Hüküm süresi içinde davacı avukatı tarafından temyiz edilmiş olmakla, dava dosyası için Tetkik Hakimi tarafından düzenlenen rapor dinlendikten sonra dosya incelendi, gereği konuşulup düşünüldü:
Y A R G I T A Y K A R A R I
A) Davacı İsteminin Özeti:
Davacı şirket vekili, Gar Gümrük Müdürlüğü’nün gümrük sahasında bulunan depolarda yapılan denetim sırasında usulsüz ve limit dışı satış yapıldığının tespit edilerek davalı şirkete ceza yazıldığını, ancak sözü edilen satışların tekel gümrük hattı dışı eşya satış mağazasında satış görevlisi olarak çalışan davalılar tarafından yapıldığını ve haklarında soruşturma açıldığını, davalı tarafından ödenen idari para cezasının işveren zararı olarak davalılardan müştereken ve müteselsilin tahsilini istemiştir.

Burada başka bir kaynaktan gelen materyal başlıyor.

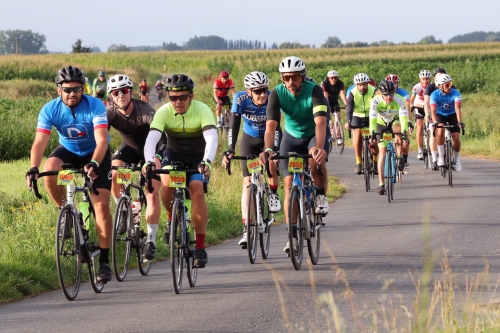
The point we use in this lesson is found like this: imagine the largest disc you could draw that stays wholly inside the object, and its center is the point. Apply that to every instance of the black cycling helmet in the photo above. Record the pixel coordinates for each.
(386, 86)
(178, 82)
(70, 74)
(439, 70)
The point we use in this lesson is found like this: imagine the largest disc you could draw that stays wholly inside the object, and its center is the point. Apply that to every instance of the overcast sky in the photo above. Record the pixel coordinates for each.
(133, 23)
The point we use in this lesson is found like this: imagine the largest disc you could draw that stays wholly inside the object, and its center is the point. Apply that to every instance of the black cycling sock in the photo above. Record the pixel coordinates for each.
(320, 191)
(104, 257)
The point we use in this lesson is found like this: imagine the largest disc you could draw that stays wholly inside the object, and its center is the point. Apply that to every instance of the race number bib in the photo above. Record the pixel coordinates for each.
(253, 165)
(295, 164)
(66, 177)
(123, 176)
(177, 179)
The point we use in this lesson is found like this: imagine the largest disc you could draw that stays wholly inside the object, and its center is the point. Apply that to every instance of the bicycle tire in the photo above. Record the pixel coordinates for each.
(121, 244)
(251, 224)
(192, 272)
(93, 251)
(68, 258)
(265, 237)
(313, 243)
(294, 216)
(177, 259)
(340, 148)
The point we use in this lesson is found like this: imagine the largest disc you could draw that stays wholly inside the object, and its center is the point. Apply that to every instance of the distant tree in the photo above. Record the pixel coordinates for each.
(118, 48)
(28, 42)
(78, 48)
(429, 40)
(331, 42)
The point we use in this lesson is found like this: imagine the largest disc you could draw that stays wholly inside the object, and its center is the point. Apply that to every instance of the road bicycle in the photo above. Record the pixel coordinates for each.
(392, 174)
(449, 152)
(304, 222)
(337, 131)
(76, 233)
(258, 218)
(182, 236)
(134, 237)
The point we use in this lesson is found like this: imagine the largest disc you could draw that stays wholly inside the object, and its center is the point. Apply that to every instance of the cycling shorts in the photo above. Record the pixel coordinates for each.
(451, 120)
(358, 122)
(129, 155)
(102, 180)
(190, 161)
(297, 145)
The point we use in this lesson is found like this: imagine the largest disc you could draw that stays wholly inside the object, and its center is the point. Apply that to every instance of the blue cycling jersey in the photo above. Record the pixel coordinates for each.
(254, 117)
(76, 133)
(445, 103)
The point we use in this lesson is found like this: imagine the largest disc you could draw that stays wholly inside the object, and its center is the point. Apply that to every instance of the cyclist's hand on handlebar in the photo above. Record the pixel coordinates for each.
(92, 170)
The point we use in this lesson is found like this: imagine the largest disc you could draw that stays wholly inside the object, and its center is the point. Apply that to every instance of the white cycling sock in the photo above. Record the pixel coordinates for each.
(152, 229)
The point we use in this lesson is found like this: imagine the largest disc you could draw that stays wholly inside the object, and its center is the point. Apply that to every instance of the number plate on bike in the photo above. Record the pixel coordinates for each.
(66, 177)
(253, 165)
(178, 179)
(295, 164)
(123, 176)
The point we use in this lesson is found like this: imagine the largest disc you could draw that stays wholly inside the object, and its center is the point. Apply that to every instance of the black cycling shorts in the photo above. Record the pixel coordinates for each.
(102, 180)
(451, 120)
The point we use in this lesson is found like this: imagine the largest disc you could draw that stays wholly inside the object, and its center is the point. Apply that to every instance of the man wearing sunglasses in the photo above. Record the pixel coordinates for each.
(388, 113)
(250, 105)
(192, 140)
(446, 107)
(82, 125)
(131, 118)
(305, 109)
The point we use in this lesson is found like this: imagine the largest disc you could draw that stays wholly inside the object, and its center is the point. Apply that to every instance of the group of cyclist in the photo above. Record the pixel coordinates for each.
(184, 130)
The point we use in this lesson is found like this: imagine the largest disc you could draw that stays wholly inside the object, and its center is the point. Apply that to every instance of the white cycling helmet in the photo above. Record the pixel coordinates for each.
(119, 81)
(333, 73)
(442, 79)
(292, 64)
(425, 74)
(361, 78)
(255, 80)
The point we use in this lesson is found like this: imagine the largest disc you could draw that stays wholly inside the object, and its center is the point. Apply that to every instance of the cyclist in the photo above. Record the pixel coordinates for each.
(358, 110)
(427, 97)
(250, 105)
(192, 140)
(446, 107)
(332, 88)
(417, 100)
(387, 113)
(131, 118)
(403, 93)
(99, 89)
(305, 109)
(144, 91)
(82, 125)
(220, 94)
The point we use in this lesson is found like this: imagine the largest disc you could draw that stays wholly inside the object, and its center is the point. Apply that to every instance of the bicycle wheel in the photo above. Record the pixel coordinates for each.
(121, 244)
(313, 243)
(295, 220)
(93, 252)
(340, 135)
(251, 224)
(68, 258)
(176, 244)
(265, 237)
(366, 166)
(192, 272)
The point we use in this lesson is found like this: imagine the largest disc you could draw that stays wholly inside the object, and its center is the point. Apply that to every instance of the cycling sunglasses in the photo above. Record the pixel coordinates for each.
(182, 98)
(68, 90)
(124, 91)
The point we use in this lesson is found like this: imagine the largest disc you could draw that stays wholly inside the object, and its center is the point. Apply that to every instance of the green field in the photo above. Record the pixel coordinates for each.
(27, 262)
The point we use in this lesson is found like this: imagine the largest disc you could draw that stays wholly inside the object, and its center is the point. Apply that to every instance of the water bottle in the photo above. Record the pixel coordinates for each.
(136, 211)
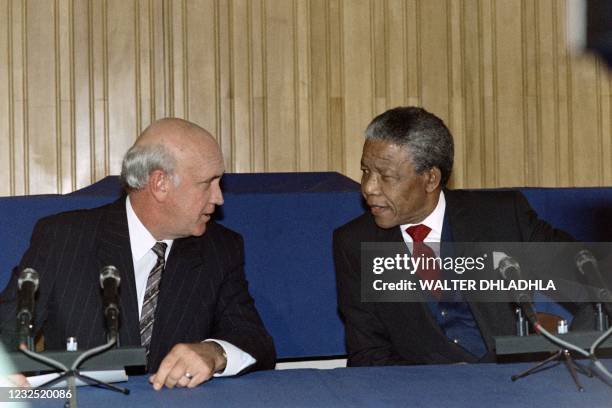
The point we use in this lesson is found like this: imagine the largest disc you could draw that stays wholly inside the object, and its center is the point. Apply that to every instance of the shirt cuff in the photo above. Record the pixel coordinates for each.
(237, 360)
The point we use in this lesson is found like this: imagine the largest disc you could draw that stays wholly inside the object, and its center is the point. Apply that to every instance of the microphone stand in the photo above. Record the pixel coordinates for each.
(563, 354)
(73, 373)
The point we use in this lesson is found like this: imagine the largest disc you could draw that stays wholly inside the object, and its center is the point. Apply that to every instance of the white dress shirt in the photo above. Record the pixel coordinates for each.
(144, 259)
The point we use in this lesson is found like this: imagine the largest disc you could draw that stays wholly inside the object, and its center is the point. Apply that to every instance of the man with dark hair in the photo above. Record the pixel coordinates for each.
(183, 292)
(406, 163)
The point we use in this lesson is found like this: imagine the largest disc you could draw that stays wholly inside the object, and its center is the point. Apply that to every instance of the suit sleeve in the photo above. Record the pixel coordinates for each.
(37, 257)
(367, 339)
(534, 229)
(236, 319)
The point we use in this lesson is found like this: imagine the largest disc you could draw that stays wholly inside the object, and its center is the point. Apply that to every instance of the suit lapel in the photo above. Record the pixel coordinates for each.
(114, 249)
(176, 305)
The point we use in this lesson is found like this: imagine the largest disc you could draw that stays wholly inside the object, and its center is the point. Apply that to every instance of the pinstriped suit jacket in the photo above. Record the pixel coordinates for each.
(203, 292)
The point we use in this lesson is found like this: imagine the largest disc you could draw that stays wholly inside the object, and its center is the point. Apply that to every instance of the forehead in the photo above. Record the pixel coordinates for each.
(203, 159)
(384, 153)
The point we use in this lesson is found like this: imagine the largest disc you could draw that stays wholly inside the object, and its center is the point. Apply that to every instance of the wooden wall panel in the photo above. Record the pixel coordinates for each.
(289, 85)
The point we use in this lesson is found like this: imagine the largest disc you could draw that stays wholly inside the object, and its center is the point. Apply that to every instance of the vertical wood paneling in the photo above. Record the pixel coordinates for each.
(289, 85)
(201, 80)
(6, 117)
(358, 84)
(509, 93)
(83, 95)
(473, 152)
(280, 85)
(42, 102)
(241, 79)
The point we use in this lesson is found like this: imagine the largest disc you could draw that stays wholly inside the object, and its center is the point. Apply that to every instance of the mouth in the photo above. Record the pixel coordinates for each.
(378, 209)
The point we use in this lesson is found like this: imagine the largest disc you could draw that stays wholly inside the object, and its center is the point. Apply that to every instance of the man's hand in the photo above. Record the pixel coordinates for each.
(189, 365)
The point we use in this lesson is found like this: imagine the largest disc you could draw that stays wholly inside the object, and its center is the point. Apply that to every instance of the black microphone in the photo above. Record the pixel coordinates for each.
(109, 281)
(27, 285)
(589, 268)
(510, 270)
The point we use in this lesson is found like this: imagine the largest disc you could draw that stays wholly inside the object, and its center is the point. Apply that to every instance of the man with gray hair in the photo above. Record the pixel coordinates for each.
(183, 294)
(406, 163)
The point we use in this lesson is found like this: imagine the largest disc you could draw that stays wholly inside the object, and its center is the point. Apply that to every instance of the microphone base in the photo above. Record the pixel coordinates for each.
(572, 366)
(113, 359)
(508, 345)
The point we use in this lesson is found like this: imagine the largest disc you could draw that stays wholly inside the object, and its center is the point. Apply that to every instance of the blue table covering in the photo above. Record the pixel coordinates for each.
(478, 385)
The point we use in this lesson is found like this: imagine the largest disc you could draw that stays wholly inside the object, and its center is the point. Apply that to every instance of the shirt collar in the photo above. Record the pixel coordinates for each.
(435, 220)
(141, 240)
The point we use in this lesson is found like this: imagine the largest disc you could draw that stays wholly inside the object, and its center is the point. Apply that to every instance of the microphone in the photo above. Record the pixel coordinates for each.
(109, 281)
(510, 270)
(27, 285)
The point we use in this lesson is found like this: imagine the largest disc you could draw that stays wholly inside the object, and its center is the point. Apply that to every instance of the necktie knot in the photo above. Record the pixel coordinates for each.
(160, 249)
(418, 232)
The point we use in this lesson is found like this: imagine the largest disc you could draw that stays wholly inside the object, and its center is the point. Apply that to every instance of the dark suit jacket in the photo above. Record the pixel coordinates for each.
(203, 292)
(407, 333)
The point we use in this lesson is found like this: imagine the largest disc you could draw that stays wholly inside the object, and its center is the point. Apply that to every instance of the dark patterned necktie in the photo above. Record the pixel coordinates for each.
(147, 315)
(421, 249)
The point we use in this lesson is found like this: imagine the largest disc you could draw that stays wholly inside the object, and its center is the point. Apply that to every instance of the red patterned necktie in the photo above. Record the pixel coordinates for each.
(421, 250)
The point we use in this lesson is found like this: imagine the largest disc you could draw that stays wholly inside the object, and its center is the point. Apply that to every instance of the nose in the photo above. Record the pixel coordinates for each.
(370, 185)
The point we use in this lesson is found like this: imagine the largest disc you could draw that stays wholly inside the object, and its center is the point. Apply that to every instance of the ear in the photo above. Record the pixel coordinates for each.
(159, 184)
(432, 179)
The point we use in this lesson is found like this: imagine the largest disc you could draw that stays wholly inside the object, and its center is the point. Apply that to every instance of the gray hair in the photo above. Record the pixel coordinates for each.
(426, 137)
(141, 160)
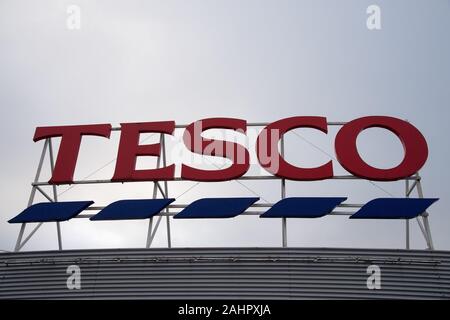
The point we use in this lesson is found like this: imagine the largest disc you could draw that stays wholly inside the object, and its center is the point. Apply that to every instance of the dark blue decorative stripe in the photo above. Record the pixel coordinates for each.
(132, 209)
(302, 207)
(216, 208)
(393, 208)
(51, 211)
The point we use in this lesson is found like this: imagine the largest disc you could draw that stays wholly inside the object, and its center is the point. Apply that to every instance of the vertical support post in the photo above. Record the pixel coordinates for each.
(55, 194)
(407, 220)
(424, 215)
(283, 195)
(32, 194)
(150, 234)
(166, 191)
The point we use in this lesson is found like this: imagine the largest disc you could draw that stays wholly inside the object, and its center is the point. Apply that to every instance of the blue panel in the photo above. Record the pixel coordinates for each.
(132, 209)
(216, 208)
(302, 207)
(51, 211)
(393, 208)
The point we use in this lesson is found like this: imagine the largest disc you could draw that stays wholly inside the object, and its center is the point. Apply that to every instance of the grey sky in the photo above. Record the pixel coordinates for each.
(255, 60)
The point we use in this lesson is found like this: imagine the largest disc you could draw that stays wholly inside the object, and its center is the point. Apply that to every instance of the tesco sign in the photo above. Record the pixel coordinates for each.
(267, 151)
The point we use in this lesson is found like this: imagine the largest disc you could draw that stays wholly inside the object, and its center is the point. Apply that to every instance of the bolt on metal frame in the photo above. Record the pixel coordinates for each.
(164, 191)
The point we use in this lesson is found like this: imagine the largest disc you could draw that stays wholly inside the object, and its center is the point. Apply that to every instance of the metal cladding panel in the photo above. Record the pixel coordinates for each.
(228, 273)
(302, 207)
(132, 209)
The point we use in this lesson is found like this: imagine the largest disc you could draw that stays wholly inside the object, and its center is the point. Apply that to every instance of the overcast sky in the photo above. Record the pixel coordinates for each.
(256, 60)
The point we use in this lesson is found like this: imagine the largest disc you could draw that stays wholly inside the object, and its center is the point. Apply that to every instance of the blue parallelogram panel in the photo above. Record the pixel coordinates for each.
(132, 209)
(394, 208)
(51, 211)
(303, 207)
(216, 208)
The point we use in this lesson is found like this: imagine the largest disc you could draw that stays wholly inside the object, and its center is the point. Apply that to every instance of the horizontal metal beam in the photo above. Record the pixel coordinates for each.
(178, 179)
(250, 124)
(246, 213)
(255, 205)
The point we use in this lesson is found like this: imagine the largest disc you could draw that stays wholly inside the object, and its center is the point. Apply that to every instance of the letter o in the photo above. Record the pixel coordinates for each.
(414, 145)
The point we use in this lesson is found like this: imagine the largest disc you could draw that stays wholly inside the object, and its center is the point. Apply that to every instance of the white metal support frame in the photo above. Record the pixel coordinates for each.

B) Davalı Cevabının Özeti:
Davalı işçiler vekili, davalıların sorumlu olmadıklarını, haksız bir şekilde dava açıldığını savunarak, davanın reddini istemiştir.
C) Yerel Mahkeme Kararının Özeti:
Mahkemece yapılan yargılama sonunda, toplanan delillere ve bilirkişi raporuna dayanılarak, davalıların özel belgede sahtecilik suçundan açılan ceza davasında beraat ettikleri, kaçakçılık kanununa muhalefet suçu hakkındaki ceza davasının zamanaşımı nedeniyle Yargıtay tarafından ortadan kaldırılmış olması sebebiyle davalıların sorumlu olduklarının kanıtlanamadığı gerekçesiyle, davanın reddine karar verilmiştir.
D) Temyiz:
Kararı davacı vekili temyiz etmiştir.
E) Gerekçe:
Öncelikle Ceza hukuku ve Medeni Hukuk arasındaki ilişkide T. Borçlar Kanununun 74. maddesinin değerlendirilmesi gerekir(Eski Borçlar Kanunu Mad. 53) Maddeye göre "Hâkim, zarar verenin kusurunun olup olmadığı, ayırt etme gücünün bulunup bulunmadığı hakkında karar verirken, ceza hukukunun sorumlulukla ilgili hükümleriyle bağlı olmadığı gibi, ceza hâkimi tarafından verilen beraat kararıyla da bağlı değildir. Aynı şekilde, ceza hâkiminin kusurun değerlendirilmesine ve zararın belirlenmesine ilişkin kararı da, hukuk hâkimini bağlamaz" şeklinde düzenlenmiş ve kural olarak bağımsızlık ilkesi benimsenmiştir”.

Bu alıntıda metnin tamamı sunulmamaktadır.